Get rid of that useless guilt. All of these people—especially the psychologists—will tell you that guilt is the most useless emotion there is. Toss it away! Shrug it off! (This will most certainly be a relief to those people who set a goal of ditching a spouse and then did it.) And keep up that motivation! Tell yourself, “I can have what I want. I deserve it. Nothing has to stand in my way. I have power. I empower myself.”
It’s important to say here that not all purveyors of motivational tapes and books belong to the New Age. One who most emphatically does not is Zig Ziglar. He gives three important clues that he’s a nonmember. One is his constant reminder that what we want to do is hard. The second is his belief that if you work hard for something and it just doesn’t happen, perhaps you’ve been working at the wrong thing. And the third is his frequent references to God, Scripture, and prayer. You’ll never hear any of this from a New Ager.

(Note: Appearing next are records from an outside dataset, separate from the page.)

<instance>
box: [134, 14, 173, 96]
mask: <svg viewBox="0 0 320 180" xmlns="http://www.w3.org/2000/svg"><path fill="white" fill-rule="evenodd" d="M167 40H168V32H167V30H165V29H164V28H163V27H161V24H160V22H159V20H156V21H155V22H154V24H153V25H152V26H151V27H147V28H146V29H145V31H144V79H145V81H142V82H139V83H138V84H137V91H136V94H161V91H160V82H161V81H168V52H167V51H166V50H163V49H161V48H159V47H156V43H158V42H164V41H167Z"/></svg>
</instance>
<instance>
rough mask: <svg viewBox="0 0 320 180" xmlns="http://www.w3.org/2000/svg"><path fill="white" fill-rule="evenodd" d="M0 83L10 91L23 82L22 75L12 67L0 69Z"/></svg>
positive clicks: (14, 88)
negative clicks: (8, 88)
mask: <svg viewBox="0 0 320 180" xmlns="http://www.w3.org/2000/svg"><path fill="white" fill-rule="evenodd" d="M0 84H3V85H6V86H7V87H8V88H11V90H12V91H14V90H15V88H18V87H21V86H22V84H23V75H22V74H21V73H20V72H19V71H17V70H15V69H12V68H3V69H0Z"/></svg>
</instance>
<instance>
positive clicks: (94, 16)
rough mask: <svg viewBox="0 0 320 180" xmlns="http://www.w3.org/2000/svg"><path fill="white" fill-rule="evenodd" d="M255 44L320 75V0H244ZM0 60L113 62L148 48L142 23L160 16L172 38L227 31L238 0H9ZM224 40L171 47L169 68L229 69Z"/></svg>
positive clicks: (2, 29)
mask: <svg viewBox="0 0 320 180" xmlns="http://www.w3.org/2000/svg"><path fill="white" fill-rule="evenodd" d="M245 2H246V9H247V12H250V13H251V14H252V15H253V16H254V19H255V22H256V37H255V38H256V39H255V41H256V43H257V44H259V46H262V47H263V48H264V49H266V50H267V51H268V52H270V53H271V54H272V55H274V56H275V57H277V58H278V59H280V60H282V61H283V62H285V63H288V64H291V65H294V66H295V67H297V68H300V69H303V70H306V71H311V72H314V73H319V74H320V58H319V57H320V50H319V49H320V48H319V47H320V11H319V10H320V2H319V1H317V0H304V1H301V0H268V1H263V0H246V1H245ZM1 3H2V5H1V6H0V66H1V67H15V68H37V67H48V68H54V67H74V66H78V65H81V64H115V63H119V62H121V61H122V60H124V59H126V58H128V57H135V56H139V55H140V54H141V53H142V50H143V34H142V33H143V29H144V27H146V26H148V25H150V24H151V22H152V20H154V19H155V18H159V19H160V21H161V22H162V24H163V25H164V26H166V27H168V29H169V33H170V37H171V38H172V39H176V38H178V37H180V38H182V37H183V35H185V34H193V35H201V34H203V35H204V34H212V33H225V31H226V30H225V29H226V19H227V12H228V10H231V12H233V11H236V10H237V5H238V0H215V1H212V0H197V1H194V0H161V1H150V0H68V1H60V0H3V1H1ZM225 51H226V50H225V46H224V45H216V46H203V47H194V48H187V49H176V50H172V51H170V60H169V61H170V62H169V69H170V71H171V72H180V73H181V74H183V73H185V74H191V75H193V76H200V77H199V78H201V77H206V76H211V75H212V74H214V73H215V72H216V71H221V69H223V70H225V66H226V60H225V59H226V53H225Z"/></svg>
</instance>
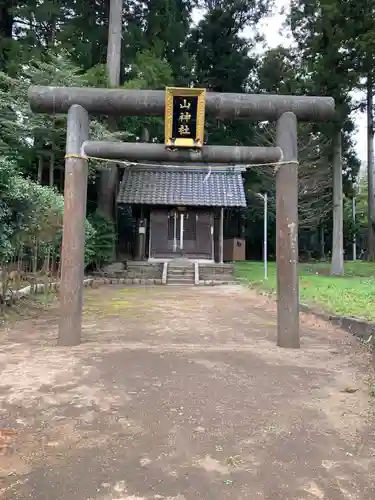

John Joseph, a Carmelite brother and student of the dangers of the New Age, warns, “Many people middle-aged and older have fallen into the New Age Movement, a world-wide network consisting of tens of thousands of cooperating organizations.” What are all these people after? Well, whether they know it or not (and most of them do not), the goal of the New Age is, ultimately, to bring the world to the worship of Lucifer.
Now, maybe your church group is into “possibility thinking” and you’re not prepared to believe that Devilworship underlies New Age help-yourself thought. Still, consider the Old and New Testament lessons teaching us to obey God’s will, and then understand that New Age adherents believe that we create our own reality. You can’t eat your cake and have it, too.
And there are other, even better hooks to catch normal people than greed or selfishness. The New Age also appeals to mankind’s nobler motives. Joseph writes, “This is where the Hunger Project, Bread for the World, and a host of other projects . . . fit into New Age plans. Too often, those initially attracted by such good works fall prey to the false philosophies of the New Age (which, even in its charitable undertakings, is strong on impossible global solutions and weak on personal reform).”
The peril of these New Age practices is that they work somehow—for a time: long enough for the New Agers to get a stranglehold on a mind. I really was invigorated, cheerful, and more in control after my morning visualization and goal-recording sessions. And all that nutty out-of-body travel and channeling and firewalking—people really do that, too. Books written by sensible, grown-up, traditionally religious Christians and Jews about their youthful experiments with New Age practices testify that they experienced occult phenomena, often without the help of drugs. I fooled around with yoga long enough in my late teens and early 20’s to know that out-of-body travel must be fairly easy, if you want it badly enough.
What finally brought me out of my blessedly short-lived New Age trance is this: the vague feeling that I was falling into peril. The New Age’s motto is, “My will be done.” The only thing New Agers see as evil is the thwarting of their own aims, either individually or as a handsome, menacing group. But New Agers are not often thwarted; they breed in a culture they themselves created. Listen to the radio; watch TV. Read one of the best-sellers offering “global” advice to “Spaceship Earth” on everything from investment to the whales. Look at “Christian” bookstores, selling books and tapes on meditation and “self-fulfillment.” Consider the church, with its clowns, balloons. rock music, and utter lack of silence and sanctity regardless of denomination, attempting, as John Joseph says, to “reshape orthodox Christianity according to the mind of man.”
The mind of man is a very small place—thank God He doesn’t live there.